The Treasury Select Committee has launched an inquiry into Solvency II, a harmonised EU-wide insurance regulatory scheme, following the UKs decision to leave the EU.
MPs are concerned the directive could "impose substantial costs" on the sector. In addition, the committee has heard evidence suggesting Brexit "provides the opportunity" to ditch the rules and that "doing so would help insurance companies".
Prior to the implementation of Solvency II, the Association of British Insurers, which covers 90% of the UK market, said the industry had invested £3bn in the directive.
Andrew Tyrie, chairman of the Treasury Committee, said: "Brexit provides an opportunity for the UK to assume greater control of insurance regulation.
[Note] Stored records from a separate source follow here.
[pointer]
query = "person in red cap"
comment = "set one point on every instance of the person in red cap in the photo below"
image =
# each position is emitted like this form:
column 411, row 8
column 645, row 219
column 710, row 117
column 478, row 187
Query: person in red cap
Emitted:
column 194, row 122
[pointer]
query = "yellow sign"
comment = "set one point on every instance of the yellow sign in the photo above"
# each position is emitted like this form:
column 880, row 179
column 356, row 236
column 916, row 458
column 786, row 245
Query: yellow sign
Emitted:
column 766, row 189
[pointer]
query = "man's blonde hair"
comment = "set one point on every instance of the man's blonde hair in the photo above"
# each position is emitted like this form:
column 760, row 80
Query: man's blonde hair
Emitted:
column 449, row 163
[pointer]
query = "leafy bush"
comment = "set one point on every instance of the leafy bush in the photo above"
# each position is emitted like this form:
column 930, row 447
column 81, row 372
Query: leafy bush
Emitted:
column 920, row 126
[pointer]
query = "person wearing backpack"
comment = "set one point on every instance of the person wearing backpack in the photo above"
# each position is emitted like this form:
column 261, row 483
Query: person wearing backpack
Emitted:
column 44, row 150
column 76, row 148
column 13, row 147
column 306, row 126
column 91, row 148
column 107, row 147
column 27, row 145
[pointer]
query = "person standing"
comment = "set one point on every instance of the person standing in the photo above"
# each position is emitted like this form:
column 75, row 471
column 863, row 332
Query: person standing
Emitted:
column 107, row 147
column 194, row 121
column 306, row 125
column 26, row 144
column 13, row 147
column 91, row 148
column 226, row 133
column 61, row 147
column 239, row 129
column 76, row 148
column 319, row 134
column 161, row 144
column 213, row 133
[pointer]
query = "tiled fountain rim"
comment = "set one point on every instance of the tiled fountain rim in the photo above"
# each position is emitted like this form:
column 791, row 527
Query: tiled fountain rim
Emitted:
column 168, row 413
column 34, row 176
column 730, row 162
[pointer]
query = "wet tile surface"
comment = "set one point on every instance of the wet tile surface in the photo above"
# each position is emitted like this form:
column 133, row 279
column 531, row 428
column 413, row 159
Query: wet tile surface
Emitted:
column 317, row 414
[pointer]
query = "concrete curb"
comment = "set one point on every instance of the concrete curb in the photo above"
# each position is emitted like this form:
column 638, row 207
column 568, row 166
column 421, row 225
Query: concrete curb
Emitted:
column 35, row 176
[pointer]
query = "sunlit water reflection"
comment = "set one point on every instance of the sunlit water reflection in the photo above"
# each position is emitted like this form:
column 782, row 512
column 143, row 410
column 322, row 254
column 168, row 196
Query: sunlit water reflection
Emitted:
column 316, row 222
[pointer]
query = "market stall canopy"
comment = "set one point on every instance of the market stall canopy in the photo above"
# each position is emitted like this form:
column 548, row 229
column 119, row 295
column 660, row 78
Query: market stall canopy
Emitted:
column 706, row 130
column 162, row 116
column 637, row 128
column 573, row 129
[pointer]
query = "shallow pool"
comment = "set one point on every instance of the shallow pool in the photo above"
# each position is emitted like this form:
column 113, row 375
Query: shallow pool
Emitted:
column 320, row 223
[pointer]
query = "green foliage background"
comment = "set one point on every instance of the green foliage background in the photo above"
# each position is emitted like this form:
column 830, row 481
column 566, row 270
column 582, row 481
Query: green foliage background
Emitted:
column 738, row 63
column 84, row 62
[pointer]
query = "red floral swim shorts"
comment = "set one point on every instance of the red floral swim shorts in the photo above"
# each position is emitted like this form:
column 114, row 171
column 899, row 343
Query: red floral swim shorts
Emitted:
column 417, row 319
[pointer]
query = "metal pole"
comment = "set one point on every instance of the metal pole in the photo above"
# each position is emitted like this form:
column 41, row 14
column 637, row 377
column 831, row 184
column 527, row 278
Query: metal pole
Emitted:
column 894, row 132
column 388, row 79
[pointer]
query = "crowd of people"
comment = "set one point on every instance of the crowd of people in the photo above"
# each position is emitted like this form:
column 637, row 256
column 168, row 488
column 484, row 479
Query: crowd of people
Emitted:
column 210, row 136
"The Solvency II Directive came into force in January, only after a heap of concerns had been expressed about it. Among its manifest shortcomings was the failure to secure value for money over its implementation."
According to the committee's terms of reference, published today, MPs want to consider a variety of options for the UK insurance industry that were created by the decision to leave the EU.
They will also look at the impact of the directive on competition in the UK and how insurance meets the needs of UK customers and the wider UK business economy.
Tyrie said: "The Treasury Committee will now take a look at the Brexit inheritance on insurance to see what improvements can be made in the interests of the consumer."
When the result of the EU referendum was confirmed on 24 June, experts believed that any changes to the directive would be unlikely.